The disturbing shootings targeting Jewish schools in this country reached new depths of depravity this week, with an assault on a girls’ school in Toronto for the third time.
Jewish schools and places of worship across the country have been subjected to similar attacks. It’s time to call it what it is: Domestic terrorism.
The only reason a person singles out children of one particular faith for an attack such as this is to threaten and intimidate them into not going to school. You want them to cower in fear.
And it’s time our politicians started calling it for what it is. Children attending schools in Montreal or Toronto have nothing — absolutely nothing — to do with a Mideast war. Their faith and ethnicity may be Jewish, but their nationality is Canadian. And enshrined in Canadian law is the premise that all people, regardless of their faith, should live without fear that someone will shoot up or burn down their school or their place of worship.

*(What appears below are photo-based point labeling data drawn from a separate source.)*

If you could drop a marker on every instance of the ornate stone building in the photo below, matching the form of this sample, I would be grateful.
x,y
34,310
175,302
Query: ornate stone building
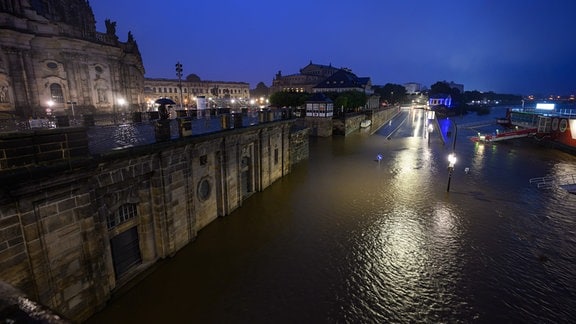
x,y
216,93
52,60
305,81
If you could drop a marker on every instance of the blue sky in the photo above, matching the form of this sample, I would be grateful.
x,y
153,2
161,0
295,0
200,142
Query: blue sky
x,y
506,46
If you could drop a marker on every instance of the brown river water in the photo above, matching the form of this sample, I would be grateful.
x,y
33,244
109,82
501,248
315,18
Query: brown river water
x,y
346,238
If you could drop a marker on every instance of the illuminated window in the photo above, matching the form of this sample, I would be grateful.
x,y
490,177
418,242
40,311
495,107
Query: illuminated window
x,y
56,93
122,215
276,156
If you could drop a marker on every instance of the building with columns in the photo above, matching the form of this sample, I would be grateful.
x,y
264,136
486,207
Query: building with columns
x,y
216,93
53,61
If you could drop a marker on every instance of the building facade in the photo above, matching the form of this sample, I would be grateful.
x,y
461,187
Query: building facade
x,y
75,230
53,61
305,81
218,94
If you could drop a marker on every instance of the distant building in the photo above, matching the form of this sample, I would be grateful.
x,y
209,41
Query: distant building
x,y
53,61
412,87
305,81
344,80
217,93
319,106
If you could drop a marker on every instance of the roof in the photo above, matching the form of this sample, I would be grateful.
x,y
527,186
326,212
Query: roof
x,y
343,79
318,97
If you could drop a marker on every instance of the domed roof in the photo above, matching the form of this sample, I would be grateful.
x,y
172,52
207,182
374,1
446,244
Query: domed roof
x,y
193,78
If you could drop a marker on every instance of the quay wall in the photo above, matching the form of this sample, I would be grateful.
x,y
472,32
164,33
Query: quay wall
x,y
73,231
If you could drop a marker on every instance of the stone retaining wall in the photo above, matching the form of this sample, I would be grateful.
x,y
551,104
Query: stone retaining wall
x,y
61,229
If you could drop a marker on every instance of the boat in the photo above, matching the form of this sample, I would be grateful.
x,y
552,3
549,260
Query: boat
x,y
504,136
555,126
505,121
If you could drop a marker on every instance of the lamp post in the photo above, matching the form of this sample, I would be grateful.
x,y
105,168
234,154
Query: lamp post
x,y
452,157
451,163
122,102
179,75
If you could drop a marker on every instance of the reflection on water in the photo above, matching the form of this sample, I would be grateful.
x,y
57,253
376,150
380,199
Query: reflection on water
x,y
347,239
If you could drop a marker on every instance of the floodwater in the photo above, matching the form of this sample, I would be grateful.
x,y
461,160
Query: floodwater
x,y
346,238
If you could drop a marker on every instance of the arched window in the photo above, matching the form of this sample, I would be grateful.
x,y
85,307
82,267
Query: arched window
x,y
56,93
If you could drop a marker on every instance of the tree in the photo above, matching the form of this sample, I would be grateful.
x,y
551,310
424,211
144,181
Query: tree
x,y
391,93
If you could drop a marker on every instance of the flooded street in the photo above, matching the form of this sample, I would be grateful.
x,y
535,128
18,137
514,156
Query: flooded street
x,y
346,238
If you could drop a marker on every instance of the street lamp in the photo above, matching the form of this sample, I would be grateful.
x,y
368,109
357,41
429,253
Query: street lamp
x,y
451,163
122,102
72,103
179,75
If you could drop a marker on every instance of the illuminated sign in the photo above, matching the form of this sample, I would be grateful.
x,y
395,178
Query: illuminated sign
x,y
545,106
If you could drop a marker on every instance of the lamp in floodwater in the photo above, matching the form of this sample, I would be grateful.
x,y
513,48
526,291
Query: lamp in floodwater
x,y
451,163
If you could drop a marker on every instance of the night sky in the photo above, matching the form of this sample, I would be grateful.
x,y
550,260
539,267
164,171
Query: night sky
x,y
506,46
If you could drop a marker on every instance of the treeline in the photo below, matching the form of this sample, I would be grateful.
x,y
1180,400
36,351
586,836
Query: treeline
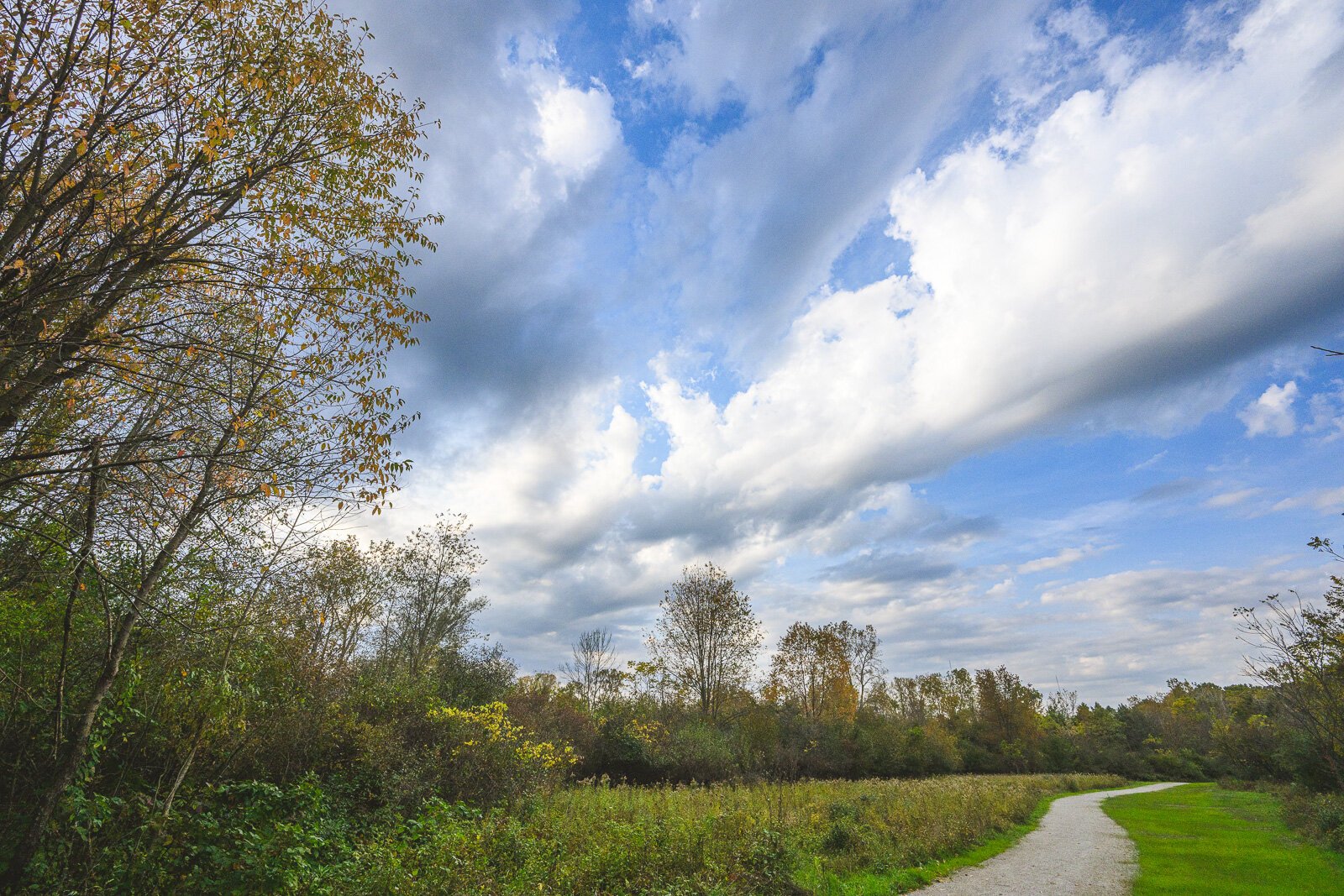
x,y
351,676
206,207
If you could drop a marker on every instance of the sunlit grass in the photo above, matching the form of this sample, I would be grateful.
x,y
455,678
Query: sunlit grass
x,y
1200,839
750,839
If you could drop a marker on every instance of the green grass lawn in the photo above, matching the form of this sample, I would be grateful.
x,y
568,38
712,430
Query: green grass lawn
x,y
1200,839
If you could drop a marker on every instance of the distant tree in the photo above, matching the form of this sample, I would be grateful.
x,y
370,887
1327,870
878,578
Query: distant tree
x,y
429,582
860,647
1007,715
1300,654
591,671
811,671
706,638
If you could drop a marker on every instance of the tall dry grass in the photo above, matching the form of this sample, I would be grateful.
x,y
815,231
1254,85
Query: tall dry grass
x,y
746,839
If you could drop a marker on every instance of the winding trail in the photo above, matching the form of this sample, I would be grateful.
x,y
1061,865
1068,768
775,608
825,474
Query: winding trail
x,y
1077,849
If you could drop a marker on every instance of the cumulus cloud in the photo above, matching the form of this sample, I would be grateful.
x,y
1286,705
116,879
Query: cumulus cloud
x,y
577,127
1272,412
1093,262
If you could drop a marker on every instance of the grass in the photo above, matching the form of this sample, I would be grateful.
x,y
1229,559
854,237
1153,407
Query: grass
x,y
826,837
1200,840
902,880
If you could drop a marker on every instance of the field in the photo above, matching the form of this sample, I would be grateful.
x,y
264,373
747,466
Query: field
x,y
707,840
1200,839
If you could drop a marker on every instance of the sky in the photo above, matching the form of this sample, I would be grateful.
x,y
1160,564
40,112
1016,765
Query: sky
x,y
985,324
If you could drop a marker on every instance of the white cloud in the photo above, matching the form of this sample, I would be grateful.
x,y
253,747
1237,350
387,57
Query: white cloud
x,y
1272,412
1323,500
577,127
1059,560
1231,499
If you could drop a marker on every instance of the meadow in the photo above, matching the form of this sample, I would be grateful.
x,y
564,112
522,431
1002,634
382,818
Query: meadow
x,y
745,839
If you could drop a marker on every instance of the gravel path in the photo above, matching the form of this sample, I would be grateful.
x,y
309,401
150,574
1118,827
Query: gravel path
x,y
1077,849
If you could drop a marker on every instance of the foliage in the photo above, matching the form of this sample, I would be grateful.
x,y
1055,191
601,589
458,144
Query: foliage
x,y
491,759
678,840
1301,658
706,637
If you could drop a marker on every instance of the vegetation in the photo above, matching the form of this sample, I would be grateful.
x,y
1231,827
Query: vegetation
x,y
1200,839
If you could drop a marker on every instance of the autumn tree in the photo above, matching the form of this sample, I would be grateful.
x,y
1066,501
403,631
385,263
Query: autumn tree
x,y
707,637
591,669
1007,715
1300,656
205,208
862,652
430,606
811,671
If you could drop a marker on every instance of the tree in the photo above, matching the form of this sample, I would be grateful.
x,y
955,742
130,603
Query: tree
x,y
811,671
1300,656
591,672
152,147
203,217
429,584
860,647
706,637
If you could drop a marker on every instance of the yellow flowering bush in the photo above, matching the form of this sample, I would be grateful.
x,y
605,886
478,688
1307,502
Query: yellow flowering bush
x,y
492,759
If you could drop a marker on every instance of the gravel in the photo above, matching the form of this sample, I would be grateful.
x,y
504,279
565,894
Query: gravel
x,y
1077,849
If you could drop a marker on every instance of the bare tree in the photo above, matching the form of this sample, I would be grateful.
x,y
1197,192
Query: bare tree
x,y
707,638
429,579
860,647
591,667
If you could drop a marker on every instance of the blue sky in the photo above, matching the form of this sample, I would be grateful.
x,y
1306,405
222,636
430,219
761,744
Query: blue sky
x,y
985,324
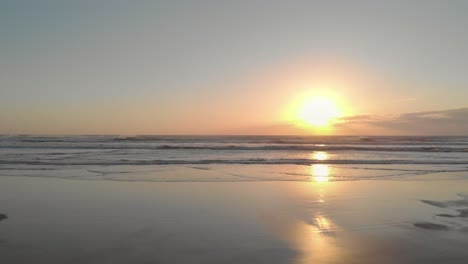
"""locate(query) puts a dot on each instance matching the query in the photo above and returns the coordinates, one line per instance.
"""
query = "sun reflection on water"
(320, 172)
(320, 155)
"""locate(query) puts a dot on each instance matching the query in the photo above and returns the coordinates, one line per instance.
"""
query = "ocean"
(234, 158)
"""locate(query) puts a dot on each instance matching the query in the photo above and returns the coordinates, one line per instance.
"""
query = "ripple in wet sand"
(432, 226)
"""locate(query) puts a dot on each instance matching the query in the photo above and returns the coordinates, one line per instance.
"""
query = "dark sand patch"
(432, 226)
(200, 168)
(463, 213)
(446, 215)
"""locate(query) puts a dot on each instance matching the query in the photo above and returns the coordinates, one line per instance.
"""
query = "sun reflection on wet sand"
(314, 242)
(320, 172)
(320, 155)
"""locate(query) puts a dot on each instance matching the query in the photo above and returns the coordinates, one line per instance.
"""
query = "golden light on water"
(320, 172)
(320, 155)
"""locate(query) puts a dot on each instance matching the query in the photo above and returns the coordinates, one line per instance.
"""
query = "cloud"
(443, 122)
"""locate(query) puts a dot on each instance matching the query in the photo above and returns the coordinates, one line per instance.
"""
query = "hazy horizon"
(223, 67)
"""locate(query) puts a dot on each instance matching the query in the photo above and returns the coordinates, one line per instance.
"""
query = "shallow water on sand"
(385, 221)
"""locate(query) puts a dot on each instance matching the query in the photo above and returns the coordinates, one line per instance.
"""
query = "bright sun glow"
(318, 112)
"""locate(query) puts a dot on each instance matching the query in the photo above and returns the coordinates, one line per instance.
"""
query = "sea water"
(234, 158)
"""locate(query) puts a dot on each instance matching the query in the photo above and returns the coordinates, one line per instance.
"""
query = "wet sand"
(78, 221)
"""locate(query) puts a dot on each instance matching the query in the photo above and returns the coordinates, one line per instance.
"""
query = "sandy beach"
(84, 221)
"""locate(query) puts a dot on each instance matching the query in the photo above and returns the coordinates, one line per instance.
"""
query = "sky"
(232, 67)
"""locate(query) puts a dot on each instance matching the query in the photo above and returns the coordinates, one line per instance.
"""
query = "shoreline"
(60, 221)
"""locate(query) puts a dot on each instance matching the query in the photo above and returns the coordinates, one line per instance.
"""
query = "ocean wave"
(244, 147)
(231, 161)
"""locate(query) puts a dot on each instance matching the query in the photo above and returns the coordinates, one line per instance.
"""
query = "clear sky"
(232, 67)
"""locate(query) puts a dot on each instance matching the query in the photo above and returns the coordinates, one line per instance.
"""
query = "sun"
(318, 112)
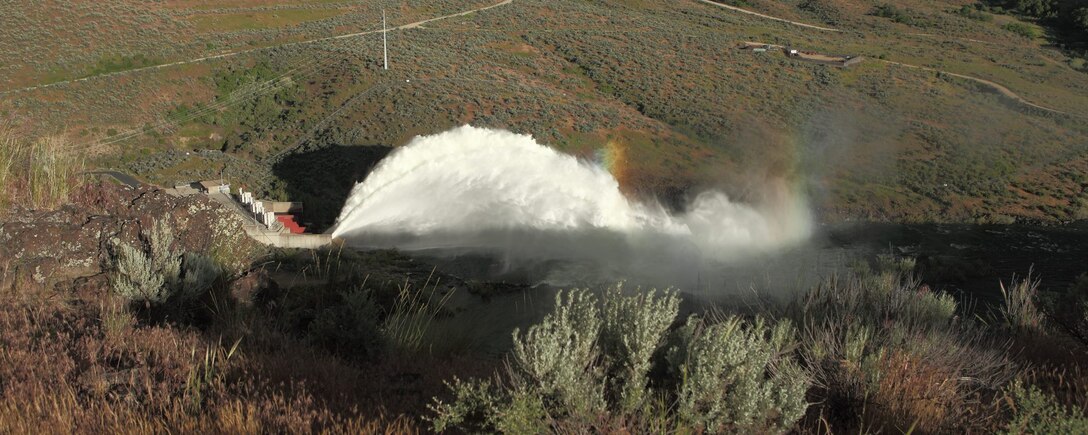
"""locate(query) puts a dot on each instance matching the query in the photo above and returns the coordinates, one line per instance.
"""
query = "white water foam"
(496, 191)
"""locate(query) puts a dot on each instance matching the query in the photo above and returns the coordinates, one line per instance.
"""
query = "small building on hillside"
(283, 207)
(214, 186)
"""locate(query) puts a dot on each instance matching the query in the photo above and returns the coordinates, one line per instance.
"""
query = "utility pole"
(385, 40)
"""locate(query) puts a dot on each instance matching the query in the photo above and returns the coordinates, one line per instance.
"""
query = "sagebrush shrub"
(633, 328)
(555, 358)
(737, 376)
(156, 272)
(586, 364)
(1036, 412)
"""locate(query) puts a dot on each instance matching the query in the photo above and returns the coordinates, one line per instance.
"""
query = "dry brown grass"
(36, 173)
(73, 364)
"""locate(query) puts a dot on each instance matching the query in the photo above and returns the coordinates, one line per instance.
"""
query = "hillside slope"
(657, 89)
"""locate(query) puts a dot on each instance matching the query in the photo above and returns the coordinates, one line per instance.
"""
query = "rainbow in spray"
(495, 190)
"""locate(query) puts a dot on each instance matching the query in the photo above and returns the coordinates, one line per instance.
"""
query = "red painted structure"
(288, 222)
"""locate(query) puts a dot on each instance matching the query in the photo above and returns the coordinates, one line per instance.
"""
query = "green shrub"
(737, 377)
(588, 363)
(633, 328)
(156, 273)
(895, 14)
(1035, 412)
(974, 12)
(555, 358)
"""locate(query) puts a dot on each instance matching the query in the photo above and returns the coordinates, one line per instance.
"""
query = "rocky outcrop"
(49, 247)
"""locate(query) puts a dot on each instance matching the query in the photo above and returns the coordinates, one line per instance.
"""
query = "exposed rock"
(75, 240)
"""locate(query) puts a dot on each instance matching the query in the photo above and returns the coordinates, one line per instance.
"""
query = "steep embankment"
(75, 241)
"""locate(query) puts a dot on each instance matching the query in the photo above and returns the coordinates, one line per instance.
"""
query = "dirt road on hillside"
(233, 53)
(1001, 89)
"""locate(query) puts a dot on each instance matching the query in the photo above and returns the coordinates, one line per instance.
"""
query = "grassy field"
(665, 82)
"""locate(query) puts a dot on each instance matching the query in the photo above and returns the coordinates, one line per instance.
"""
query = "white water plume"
(478, 189)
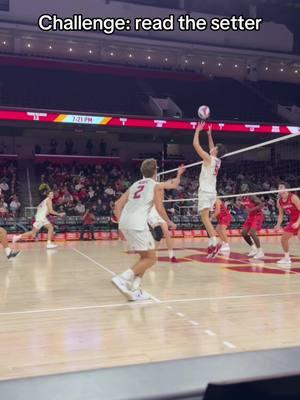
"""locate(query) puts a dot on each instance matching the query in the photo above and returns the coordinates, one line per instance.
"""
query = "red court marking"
(260, 270)
(167, 259)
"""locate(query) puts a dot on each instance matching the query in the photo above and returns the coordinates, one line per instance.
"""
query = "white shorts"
(139, 240)
(40, 223)
(154, 218)
(206, 200)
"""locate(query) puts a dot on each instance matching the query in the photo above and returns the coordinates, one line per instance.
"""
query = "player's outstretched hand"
(181, 170)
(172, 226)
(209, 130)
(200, 126)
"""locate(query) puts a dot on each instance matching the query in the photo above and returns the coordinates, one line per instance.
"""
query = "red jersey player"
(222, 214)
(289, 204)
(253, 224)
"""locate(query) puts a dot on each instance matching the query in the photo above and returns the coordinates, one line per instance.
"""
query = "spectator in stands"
(88, 222)
(3, 209)
(3, 185)
(80, 208)
(43, 187)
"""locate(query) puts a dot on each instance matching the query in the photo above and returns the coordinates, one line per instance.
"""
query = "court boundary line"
(155, 299)
(149, 303)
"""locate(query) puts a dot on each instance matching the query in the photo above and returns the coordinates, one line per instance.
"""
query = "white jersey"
(136, 211)
(42, 211)
(208, 176)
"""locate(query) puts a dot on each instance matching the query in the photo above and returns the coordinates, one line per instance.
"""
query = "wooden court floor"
(59, 311)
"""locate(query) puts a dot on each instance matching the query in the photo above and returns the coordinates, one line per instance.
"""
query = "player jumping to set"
(44, 209)
(132, 211)
(288, 203)
(222, 214)
(208, 184)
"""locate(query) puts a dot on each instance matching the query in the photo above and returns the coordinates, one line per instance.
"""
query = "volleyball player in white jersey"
(155, 220)
(44, 209)
(132, 212)
(208, 184)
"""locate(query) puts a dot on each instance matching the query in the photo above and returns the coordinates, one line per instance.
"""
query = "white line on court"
(105, 268)
(144, 303)
(229, 344)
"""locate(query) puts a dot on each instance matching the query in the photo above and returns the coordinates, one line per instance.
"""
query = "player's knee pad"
(157, 233)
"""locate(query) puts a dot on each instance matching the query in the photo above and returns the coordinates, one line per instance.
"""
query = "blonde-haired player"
(208, 184)
(44, 209)
(4, 241)
(132, 212)
(289, 204)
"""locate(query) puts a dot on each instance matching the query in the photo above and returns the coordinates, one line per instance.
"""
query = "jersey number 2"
(137, 194)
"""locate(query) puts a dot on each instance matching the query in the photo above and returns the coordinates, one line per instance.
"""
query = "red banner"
(154, 123)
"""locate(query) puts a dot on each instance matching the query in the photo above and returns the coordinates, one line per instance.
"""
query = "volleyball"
(204, 112)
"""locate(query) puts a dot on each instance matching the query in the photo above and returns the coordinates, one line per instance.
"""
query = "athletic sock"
(136, 283)
(128, 275)
(214, 241)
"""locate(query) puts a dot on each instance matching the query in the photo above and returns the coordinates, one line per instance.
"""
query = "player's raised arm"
(217, 209)
(211, 143)
(120, 204)
(280, 216)
(296, 201)
(202, 153)
(173, 183)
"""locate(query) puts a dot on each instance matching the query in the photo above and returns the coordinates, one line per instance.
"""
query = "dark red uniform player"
(223, 216)
(288, 204)
(254, 222)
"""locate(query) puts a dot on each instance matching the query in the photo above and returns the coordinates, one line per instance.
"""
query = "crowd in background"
(10, 205)
(78, 188)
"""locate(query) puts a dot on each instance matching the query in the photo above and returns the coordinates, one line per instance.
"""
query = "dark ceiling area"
(286, 12)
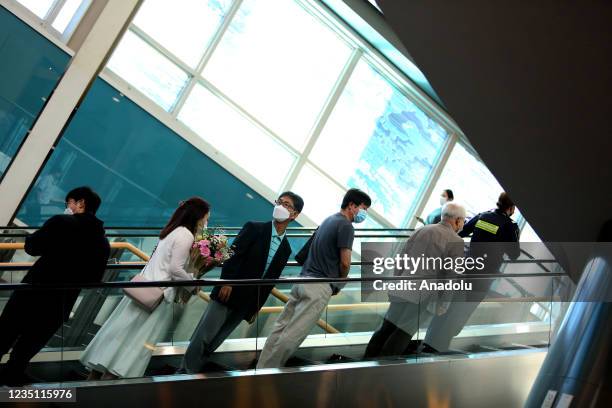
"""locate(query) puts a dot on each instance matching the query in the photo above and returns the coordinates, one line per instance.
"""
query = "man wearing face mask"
(494, 234)
(436, 215)
(261, 251)
(72, 249)
(408, 308)
(329, 256)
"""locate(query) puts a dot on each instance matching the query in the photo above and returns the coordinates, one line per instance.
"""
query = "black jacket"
(72, 249)
(495, 234)
(251, 248)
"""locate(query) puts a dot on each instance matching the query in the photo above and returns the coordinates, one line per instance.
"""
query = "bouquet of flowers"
(209, 249)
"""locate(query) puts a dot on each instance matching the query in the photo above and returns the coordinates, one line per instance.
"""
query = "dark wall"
(530, 85)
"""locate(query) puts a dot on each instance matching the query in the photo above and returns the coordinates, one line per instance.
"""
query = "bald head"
(454, 215)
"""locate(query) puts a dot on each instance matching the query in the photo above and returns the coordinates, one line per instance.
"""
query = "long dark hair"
(187, 215)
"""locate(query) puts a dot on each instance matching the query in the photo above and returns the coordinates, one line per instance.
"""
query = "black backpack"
(302, 255)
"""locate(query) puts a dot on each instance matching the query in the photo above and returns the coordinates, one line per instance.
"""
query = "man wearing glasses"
(73, 249)
(261, 251)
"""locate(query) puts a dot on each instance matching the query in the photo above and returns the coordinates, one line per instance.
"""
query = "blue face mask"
(360, 216)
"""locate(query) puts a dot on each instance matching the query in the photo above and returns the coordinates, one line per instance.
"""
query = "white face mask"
(280, 213)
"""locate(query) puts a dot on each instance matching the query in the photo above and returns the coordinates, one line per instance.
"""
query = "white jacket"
(169, 260)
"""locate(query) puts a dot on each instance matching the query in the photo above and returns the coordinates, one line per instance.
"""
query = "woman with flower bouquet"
(124, 344)
(260, 251)
(209, 250)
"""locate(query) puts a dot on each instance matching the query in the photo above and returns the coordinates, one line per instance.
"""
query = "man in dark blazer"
(261, 251)
(73, 249)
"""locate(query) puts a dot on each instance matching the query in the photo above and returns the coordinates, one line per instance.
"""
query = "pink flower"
(205, 251)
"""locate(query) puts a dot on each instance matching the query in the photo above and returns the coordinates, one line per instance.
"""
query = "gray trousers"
(443, 328)
(217, 323)
(305, 305)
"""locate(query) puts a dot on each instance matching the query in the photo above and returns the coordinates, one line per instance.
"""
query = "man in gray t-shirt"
(329, 257)
(335, 234)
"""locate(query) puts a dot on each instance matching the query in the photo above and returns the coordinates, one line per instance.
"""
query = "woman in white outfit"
(124, 344)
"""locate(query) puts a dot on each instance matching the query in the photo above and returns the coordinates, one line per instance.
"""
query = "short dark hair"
(298, 202)
(187, 215)
(357, 197)
(504, 202)
(91, 198)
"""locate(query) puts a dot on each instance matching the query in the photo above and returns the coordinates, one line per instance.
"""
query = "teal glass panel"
(140, 168)
(31, 67)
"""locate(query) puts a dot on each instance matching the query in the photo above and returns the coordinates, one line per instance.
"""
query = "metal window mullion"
(75, 20)
(399, 78)
(184, 94)
(53, 11)
(69, 92)
(218, 93)
(326, 111)
(432, 180)
(161, 49)
(381, 219)
(219, 35)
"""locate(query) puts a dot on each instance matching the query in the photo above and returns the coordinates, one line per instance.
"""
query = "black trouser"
(27, 323)
(394, 336)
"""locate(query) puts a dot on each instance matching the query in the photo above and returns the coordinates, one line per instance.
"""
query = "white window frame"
(46, 23)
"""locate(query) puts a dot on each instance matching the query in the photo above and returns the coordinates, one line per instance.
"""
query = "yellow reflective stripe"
(487, 226)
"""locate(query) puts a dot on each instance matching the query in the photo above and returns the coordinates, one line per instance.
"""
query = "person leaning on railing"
(124, 344)
(329, 257)
(72, 249)
(261, 251)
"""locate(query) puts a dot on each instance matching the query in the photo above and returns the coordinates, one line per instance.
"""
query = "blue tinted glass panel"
(31, 67)
(378, 140)
(140, 168)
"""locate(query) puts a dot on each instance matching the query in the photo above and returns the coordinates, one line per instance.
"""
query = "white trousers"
(305, 305)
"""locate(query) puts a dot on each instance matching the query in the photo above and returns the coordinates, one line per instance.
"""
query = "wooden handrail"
(275, 292)
(130, 247)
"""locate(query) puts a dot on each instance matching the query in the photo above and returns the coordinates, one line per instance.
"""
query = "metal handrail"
(230, 235)
(267, 282)
(223, 228)
(275, 292)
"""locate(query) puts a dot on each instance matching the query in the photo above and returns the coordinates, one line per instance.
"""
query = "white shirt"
(170, 259)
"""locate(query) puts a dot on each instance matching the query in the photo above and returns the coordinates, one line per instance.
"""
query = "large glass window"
(185, 27)
(38, 7)
(378, 140)
(147, 70)
(236, 137)
(280, 64)
(56, 16)
(140, 168)
(472, 183)
(31, 68)
(65, 15)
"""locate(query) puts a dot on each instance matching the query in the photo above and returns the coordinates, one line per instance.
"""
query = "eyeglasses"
(285, 204)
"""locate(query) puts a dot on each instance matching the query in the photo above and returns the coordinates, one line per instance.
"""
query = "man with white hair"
(408, 308)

We don’t know yet who shot up Bais Chaya Mushka school this week. Whoever perpetrated this heinous act should be charged as a terrorist.
We have a vacuum of leadership in this country. Prime Minister Justin Trudeau and his sidekick, NDP Leader Jagmeet Singh, are so consumed by their own ego that they fail to see real issues plaguing this country. When an entire community lives in fear, there’s a major problem. Our politicians are so fearful of offending protesters, of potentially losing votes and political power, that they don’t have the courage to stand up and say what needs to be said. They pay lip service to minority rights, but when one particular minority is threatened, they’re silently complicit.
A few local politicians are trying to implement “bubble zones” banning protests around schools and places of worship. They shouldn’t be necessary. Until now, Canadian values upheld the rights of kids to go to school and people to worship freely. They not only had the law on their side — it was common decency.
No one has the right to threaten children at school or to bully worshippers at their synagogue. We’ve tolerated this intimidation for too long. It’s time to lay down the law and put a stop to it.